Figure 5Knockdown (KD) of Neat1 expression in the mouse corneal endothelium and in human corneal endothelial cells
(A) Experimental timeline including intracameral injection of rAAV and FECD model construction. rAAV 4wk: UVA irradiation 4 weeks post-injection of virus. (B) Representative confocal images of whole mount of corneal endothelium detecting ZO-1 treated with control shRNA (NC) and Neat1 shRNA (Neat1 KD) in normal and FECD mouse.
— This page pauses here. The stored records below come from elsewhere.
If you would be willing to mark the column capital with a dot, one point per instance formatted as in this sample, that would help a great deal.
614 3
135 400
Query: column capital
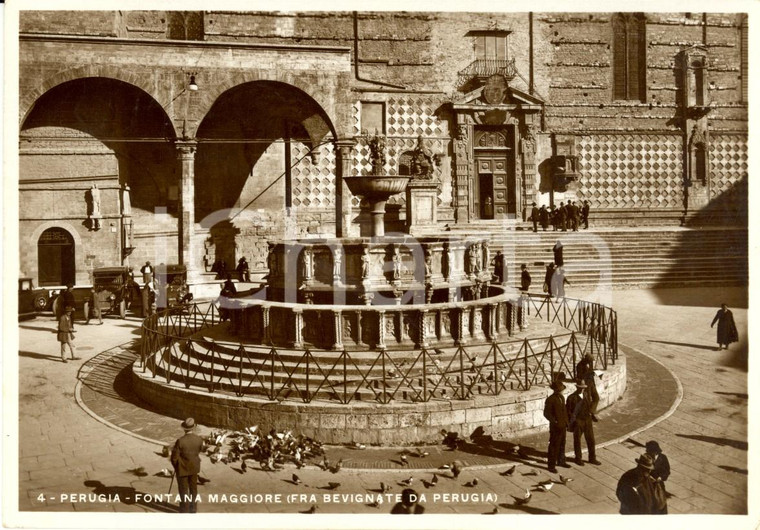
186 148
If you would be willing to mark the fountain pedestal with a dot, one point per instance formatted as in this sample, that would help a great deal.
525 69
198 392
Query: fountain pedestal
421 204
376 190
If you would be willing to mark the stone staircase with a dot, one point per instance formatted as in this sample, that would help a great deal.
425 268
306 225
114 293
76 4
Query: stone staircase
619 258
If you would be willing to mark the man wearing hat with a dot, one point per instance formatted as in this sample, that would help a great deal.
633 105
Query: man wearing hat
636 488
555 412
187 464
66 333
580 423
535 216
661 470
585 370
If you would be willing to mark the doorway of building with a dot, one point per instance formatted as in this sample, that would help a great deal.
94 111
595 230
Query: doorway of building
485 199
55 257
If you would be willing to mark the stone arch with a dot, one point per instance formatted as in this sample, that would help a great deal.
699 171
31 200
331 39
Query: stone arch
79 253
327 102
28 101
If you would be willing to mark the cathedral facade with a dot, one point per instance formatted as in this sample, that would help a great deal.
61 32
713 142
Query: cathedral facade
191 137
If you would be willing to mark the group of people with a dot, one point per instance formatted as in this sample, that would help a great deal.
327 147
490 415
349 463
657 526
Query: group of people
640 490
566 217
242 269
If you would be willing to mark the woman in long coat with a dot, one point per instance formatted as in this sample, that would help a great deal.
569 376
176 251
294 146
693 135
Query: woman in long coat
727 332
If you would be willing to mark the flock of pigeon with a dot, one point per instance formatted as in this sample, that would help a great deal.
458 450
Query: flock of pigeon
273 450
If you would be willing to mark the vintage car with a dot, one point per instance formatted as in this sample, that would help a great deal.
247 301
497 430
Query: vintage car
113 291
31 300
168 290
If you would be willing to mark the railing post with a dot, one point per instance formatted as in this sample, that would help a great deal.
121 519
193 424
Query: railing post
213 363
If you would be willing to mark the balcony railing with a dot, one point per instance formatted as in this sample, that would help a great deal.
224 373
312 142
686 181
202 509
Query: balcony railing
485 68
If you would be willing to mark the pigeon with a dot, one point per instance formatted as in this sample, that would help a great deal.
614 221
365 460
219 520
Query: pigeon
509 472
138 471
524 500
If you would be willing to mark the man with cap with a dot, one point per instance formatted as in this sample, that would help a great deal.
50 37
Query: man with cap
535 216
661 470
187 464
585 370
579 422
556 413
66 333
636 488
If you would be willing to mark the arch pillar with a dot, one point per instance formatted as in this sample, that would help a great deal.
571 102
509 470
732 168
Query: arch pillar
186 150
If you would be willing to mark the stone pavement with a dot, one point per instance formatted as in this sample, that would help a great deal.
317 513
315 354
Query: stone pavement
63 450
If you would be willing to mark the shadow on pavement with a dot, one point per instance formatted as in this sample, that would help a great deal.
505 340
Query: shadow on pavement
738 444
129 495
527 509
734 469
35 355
734 297
699 346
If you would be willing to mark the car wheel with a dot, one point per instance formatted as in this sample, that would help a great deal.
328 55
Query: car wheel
40 302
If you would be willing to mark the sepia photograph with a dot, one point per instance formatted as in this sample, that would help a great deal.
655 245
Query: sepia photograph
362 260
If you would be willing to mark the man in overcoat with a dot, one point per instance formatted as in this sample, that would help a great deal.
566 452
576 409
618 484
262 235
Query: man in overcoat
636 488
579 422
556 413
727 332
186 460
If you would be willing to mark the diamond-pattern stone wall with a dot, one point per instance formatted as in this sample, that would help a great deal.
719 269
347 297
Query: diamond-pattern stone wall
631 170
729 170
313 179
406 118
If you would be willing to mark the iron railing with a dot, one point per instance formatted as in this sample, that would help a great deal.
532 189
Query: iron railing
174 350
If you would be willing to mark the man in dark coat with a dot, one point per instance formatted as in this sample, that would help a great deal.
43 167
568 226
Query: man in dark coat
579 422
727 332
187 464
535 216
543 216
556 413
525 279
562 217
548 279
584 370
636 488
559 259
584 214
661 470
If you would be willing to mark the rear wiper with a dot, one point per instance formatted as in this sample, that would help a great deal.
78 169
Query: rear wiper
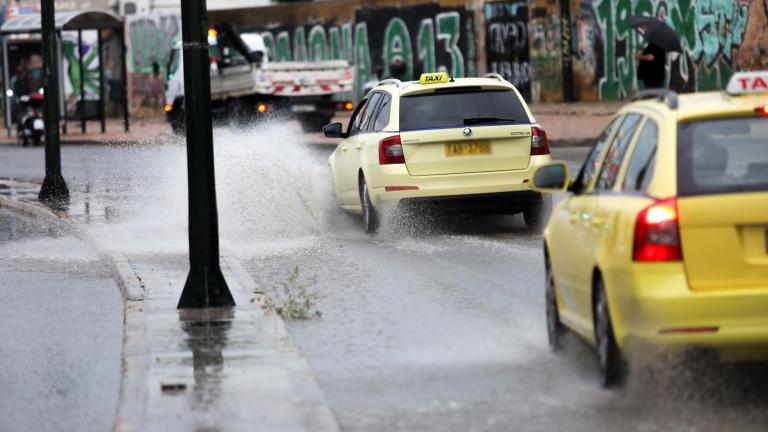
476 120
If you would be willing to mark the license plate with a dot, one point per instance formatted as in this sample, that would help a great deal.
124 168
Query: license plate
302 108
469 148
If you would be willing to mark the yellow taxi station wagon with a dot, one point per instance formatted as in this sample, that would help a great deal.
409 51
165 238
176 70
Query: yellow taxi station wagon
461 145
662 242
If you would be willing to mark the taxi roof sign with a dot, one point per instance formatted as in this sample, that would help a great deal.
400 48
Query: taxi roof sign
748 83
433 78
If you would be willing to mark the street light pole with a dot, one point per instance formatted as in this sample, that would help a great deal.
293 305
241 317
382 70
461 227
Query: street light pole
205 285
54 190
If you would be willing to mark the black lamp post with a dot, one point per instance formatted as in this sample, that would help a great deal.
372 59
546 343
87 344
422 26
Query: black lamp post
205 286
54 190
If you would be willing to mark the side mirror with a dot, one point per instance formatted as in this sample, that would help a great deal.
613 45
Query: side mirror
551 178
333 130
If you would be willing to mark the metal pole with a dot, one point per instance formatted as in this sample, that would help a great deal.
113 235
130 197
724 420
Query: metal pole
82 79
565 45
54 190
101 84
205 285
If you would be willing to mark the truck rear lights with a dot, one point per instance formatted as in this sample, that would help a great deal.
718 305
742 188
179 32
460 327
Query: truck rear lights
539 142
657 233
391 151
399 188
689 330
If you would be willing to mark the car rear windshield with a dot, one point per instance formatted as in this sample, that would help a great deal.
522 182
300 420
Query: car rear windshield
722 156
451 109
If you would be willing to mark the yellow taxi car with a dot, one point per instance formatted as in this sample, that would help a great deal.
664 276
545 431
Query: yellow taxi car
661 245
465 144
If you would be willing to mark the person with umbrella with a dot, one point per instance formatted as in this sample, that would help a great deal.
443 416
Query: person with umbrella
661 39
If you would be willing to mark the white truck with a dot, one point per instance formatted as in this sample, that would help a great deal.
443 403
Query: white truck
246 86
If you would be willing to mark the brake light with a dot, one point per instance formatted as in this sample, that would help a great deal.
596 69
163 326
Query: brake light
539 142
657 233
391 151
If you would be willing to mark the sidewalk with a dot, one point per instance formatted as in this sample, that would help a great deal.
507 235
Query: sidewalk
233 369
140 131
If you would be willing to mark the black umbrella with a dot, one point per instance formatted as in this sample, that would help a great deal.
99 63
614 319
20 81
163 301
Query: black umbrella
657 33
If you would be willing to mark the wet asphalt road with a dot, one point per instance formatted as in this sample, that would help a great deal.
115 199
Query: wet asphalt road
60 331
436 324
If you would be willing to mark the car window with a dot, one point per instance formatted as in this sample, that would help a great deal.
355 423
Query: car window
591 165
458 108
354 122
722 156
368 115
382 117
616 152
641 165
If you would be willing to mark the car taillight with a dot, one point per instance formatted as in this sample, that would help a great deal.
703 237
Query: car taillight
657 234
391 151
539 142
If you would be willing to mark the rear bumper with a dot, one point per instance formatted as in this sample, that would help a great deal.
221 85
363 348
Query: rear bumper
655 311
489 189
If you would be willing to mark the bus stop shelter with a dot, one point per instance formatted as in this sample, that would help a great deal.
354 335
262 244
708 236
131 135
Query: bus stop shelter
79 21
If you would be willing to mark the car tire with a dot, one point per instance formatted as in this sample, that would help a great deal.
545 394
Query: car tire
370 216
537 215
610 364
555 329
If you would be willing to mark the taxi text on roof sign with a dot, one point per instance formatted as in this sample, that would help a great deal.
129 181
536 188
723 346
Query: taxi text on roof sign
433 78
748 82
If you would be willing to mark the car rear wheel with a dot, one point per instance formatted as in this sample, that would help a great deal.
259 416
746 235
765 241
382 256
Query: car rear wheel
610 363
555 328
537 215
370 217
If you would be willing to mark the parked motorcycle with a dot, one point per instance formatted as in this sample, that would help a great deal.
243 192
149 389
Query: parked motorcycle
31 126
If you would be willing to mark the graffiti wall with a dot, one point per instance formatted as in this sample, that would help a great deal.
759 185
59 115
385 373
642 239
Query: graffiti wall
507 44
149 39
718 38
423 37
546 58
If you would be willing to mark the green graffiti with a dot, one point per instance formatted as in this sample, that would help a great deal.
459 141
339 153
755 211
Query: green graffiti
397 45
426 45
299 44
709 31
269 43
334 39
346 37
448 26
318 44
362 57
283 47
471 63
91 69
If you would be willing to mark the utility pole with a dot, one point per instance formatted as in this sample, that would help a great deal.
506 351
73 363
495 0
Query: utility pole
205 285
54 190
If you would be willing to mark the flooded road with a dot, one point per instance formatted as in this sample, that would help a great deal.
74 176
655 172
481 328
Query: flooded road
61 332
435 324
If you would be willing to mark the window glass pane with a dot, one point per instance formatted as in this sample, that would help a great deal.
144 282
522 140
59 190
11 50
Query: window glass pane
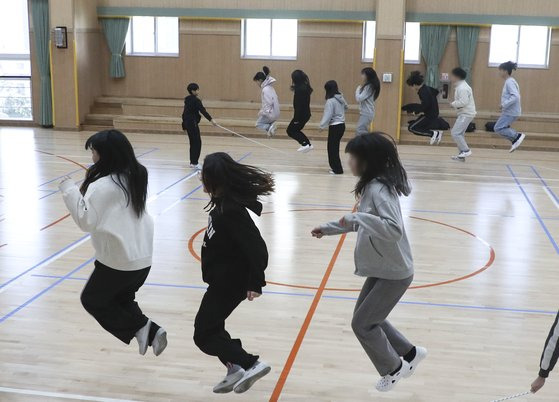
503 43
257 37
533 46
369 40
143 34
168 35
14 27
284 38
412 43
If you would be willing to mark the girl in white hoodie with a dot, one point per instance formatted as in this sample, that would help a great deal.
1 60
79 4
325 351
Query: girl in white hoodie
270 110
111 205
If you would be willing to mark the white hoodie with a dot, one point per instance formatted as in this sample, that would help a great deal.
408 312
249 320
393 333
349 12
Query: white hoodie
464 102
121 240
270 102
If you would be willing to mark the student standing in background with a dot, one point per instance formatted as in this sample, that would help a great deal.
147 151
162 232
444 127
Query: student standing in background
366 94
334 119
270 109
190 123
466 110
510 107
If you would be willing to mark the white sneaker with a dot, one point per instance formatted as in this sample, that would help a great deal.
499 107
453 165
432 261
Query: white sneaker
517 143
229 381
159 343
142 336
388 382
420 354
253 374
272 130
305 148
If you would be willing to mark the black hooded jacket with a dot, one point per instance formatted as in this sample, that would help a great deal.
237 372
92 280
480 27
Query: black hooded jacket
234 254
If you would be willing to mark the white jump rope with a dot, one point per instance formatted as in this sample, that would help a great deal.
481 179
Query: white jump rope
251 140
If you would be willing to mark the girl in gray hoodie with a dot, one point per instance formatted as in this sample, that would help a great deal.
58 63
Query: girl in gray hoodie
334 119
382 255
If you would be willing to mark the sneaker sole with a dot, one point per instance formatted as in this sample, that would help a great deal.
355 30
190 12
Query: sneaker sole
249 382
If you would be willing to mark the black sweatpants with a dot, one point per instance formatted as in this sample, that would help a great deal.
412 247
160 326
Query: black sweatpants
193 131
109 296
335 134
209 327
294 130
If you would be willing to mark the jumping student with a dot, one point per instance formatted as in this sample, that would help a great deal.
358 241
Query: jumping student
302 90
111 205
550 355
234 257
382 255
190 122
510 107
334 119
466 110
270 110
428 124
366 94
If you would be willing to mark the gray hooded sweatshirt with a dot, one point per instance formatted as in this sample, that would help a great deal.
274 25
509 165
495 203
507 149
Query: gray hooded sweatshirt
382 249
334 111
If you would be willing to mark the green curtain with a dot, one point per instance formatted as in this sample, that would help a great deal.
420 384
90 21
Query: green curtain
115 32
433 43
466 38
41 30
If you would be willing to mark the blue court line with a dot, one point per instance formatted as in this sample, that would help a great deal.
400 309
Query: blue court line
536 213
351 298
545 184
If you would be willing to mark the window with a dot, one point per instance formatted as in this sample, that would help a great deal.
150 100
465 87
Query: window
15 65
369 28
269 39
153 36
412 53
527 45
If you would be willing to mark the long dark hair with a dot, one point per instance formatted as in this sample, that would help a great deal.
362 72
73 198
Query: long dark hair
117 159
261 75
372 81
331 88
227 180
377 158
300 80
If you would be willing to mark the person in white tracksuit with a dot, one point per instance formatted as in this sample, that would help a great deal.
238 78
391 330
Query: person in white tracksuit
270 109
465 108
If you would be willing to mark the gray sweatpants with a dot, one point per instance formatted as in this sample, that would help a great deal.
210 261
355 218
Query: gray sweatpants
458 132
383 343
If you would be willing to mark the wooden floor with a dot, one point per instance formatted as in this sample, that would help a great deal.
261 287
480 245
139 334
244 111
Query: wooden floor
484 236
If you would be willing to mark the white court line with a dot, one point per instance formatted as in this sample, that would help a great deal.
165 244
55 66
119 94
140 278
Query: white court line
61 395
551 197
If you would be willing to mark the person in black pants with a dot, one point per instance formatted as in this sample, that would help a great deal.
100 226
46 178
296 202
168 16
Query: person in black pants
234 257
302 90
190 122
334 118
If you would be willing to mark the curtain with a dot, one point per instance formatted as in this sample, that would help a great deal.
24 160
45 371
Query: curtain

Scale bars, 50 μm. (C) ZO-1 immunostaining-based analysis for cell density, hexagonality, and coefficient of variation (n = 3). (D) Representative OCT images of mouse corneas at 3 months post-UVA. (E) OCT image-based CCT analysis from pre-UVA to 3 months post-UVA. n = 3 for each group. (F) Cell viability of HCEC upon NEAT1 KD with or without H2O2 treatment. (G) Mitochondrial abundance by comparative quantitative real-time-PCR upon KD of NEAT1. (H) Cellular ROS levels in NEAT1 KD HCEC upon H2O2 treatment. Quantitative data are shown as means ± SEs, n = 3. ns, not significant; ∗p < 0.05; ∗∗p < 0.01; ∗∗∗p < 0.001; and ∗∗∗∗p < 0.0001 (2-tailed t test).
Figure 6Neat1 overexpression attenuates oxidative damage in mouse corneal endothelium during FECD pathogenesis
(A) Neat1-targeting CRISPR-dCas9 activation system. (B) ZO-1 staining showed the corneal endothelium morphology after Neat1 overexpression during FECD. Scale bars, 50 μm. sg-NC, sgRNA− control; sg-Neat1, sgRNA-Neat1. (C) Coefficient of variation analysis from mouse corneal endothelium treated with sg-NC and sg-Neat1 rAAV (n = 3). (D) Comparison of OCT images from sg-NC, sg-Neat1, and NAC-treatment FECD mice. (E) Statistical analysis was used to analyze the effects of Neat1 and NAC treatment on CCT changes. n = 6 for each group. The red asterisk represents the difference between the sg-NC and NAC-treatment groups; the blue asterisk represents the difference between the sg-NC and sg-Neat1 groups; The black represents the difference between the sg-Neat1 and NAC groups. ∗p < 0.05; ∗∗p < 0.01; ∗∗∗p < 0.001; ∗∗∗∗p < 0.0001; ns, not significant (2-tailed t test).